Además, el calendario contempla la aplicación de un bono extraordinario para reforzar los ingresos de quienes perciben haberes mínimos. La medida apunta a sostener a los sectores más expuestos en un escenario de inflación persistente y de fuerte dependencia de la asistencia estatal.
En esta jornada cobran las jubilaciones y pensiones que no superan un haber mínimo, para los titulares con DNI terminados en 0. El depósito se realiza en la cuenta bancaria o entidad de pago habitual, según el esquema que ANSES mantiene durante todo el mes.
También perciben hoy su prestación quienes cobran la Asignación Universal por Hijo (AUH) y la Asignación Familiar por Hijo con documento finalizado en 0. Se trata de beneficios clave para el sostenimiento de niñas, niños y adolescentes, cuyo pago se concentra en las mismas fechas para simplificar la operatoria administrativa.

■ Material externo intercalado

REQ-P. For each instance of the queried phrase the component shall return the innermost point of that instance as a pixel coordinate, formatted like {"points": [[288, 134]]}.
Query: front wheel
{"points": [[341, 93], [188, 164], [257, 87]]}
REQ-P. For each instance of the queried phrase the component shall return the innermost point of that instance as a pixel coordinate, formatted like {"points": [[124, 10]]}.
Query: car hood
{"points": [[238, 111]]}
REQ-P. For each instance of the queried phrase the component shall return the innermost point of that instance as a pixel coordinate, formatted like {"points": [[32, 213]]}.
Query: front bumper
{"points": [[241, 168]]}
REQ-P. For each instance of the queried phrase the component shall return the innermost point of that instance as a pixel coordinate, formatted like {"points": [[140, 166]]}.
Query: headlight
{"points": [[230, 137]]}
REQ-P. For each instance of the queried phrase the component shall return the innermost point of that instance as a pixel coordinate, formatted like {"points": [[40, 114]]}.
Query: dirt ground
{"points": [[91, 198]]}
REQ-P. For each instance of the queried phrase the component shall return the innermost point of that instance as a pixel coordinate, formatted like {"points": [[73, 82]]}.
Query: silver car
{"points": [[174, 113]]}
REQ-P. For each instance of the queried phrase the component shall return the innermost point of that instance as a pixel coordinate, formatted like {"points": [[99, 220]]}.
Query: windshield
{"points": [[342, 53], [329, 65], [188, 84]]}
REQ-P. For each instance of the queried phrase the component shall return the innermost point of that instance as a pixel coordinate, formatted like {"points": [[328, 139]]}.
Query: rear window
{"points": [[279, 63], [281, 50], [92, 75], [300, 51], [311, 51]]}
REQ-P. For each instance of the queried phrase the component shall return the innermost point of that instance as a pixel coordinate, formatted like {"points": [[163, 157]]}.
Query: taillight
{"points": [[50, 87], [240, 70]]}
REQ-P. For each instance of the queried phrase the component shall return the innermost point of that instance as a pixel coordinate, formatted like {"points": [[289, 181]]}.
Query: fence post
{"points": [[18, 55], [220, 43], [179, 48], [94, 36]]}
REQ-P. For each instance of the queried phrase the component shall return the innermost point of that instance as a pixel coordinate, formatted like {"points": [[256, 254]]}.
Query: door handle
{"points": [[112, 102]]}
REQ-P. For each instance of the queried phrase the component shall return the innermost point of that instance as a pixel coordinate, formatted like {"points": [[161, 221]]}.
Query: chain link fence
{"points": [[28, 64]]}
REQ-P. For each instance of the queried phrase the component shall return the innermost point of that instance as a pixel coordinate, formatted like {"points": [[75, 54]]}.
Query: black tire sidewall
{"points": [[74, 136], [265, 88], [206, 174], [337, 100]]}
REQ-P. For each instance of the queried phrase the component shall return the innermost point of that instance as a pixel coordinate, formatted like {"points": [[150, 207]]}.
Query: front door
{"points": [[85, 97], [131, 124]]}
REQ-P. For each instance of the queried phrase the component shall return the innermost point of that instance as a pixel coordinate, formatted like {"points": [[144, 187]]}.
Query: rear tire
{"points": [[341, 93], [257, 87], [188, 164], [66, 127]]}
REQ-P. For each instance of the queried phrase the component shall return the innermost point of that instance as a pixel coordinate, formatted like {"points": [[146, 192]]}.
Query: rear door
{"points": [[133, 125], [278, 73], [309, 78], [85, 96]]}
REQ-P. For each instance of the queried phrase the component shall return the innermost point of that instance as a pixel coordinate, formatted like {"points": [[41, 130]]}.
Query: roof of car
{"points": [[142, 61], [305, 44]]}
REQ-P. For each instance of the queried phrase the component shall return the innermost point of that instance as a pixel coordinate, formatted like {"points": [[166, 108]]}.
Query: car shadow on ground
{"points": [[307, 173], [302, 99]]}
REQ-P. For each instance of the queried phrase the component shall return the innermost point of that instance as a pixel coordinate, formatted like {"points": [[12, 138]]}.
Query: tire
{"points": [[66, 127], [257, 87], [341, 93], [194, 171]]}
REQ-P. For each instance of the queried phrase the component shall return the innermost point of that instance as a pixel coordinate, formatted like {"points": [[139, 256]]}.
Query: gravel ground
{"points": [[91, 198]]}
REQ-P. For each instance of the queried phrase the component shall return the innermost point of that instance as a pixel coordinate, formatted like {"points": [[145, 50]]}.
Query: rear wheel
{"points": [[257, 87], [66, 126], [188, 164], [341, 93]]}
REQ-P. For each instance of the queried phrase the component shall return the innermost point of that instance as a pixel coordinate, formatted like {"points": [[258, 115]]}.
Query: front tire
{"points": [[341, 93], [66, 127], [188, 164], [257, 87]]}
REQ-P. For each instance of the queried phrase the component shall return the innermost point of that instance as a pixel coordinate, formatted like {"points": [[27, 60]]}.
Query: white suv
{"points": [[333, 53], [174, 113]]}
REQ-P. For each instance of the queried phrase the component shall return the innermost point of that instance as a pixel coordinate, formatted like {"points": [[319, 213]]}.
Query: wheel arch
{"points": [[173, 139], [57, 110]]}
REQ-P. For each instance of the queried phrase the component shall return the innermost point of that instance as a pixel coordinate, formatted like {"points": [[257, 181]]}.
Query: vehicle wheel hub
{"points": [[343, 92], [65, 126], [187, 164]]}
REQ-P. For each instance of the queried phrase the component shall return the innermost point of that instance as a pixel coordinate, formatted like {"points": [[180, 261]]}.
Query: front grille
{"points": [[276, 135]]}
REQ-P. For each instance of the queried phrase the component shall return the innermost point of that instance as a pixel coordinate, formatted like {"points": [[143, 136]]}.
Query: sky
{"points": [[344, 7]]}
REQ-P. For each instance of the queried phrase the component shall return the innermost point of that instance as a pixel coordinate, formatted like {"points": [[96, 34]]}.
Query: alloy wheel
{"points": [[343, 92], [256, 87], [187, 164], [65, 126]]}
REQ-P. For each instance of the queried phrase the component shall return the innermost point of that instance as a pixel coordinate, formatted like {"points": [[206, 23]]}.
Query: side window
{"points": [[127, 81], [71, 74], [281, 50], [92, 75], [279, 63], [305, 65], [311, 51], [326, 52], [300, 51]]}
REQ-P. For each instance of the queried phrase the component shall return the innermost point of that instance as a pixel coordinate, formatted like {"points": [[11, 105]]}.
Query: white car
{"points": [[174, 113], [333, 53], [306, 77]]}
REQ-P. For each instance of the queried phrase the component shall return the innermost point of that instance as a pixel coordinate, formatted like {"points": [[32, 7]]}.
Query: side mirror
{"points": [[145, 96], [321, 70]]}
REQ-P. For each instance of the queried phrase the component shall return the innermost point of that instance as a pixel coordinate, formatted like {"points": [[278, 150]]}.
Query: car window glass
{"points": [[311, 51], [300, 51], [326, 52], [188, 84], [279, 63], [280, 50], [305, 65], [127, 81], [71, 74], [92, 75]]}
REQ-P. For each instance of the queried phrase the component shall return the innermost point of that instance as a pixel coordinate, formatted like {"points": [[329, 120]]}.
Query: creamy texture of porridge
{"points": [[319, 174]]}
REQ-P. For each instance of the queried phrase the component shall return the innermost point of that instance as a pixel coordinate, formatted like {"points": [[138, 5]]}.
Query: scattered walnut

La Asignación por Embarazo igualmente corresponde a quienes tienen documento terminado en 0. Esta prestación cumple un rol central en el acompañamiento económico durante el embarazo y su acreditación en término resulta decisiva para garantizar continuidad en la cobertura estatal.
Por último, las Pensiones No Contributivas (PNC) por invalidez y vejez se abonan hoy a los titulares con DNI finalizados en 0 y 1. Este universo reúne a personas que no acceden al sistema contributivo y dependen de una política de protección social orientada a situaciones de vulnerabilidad.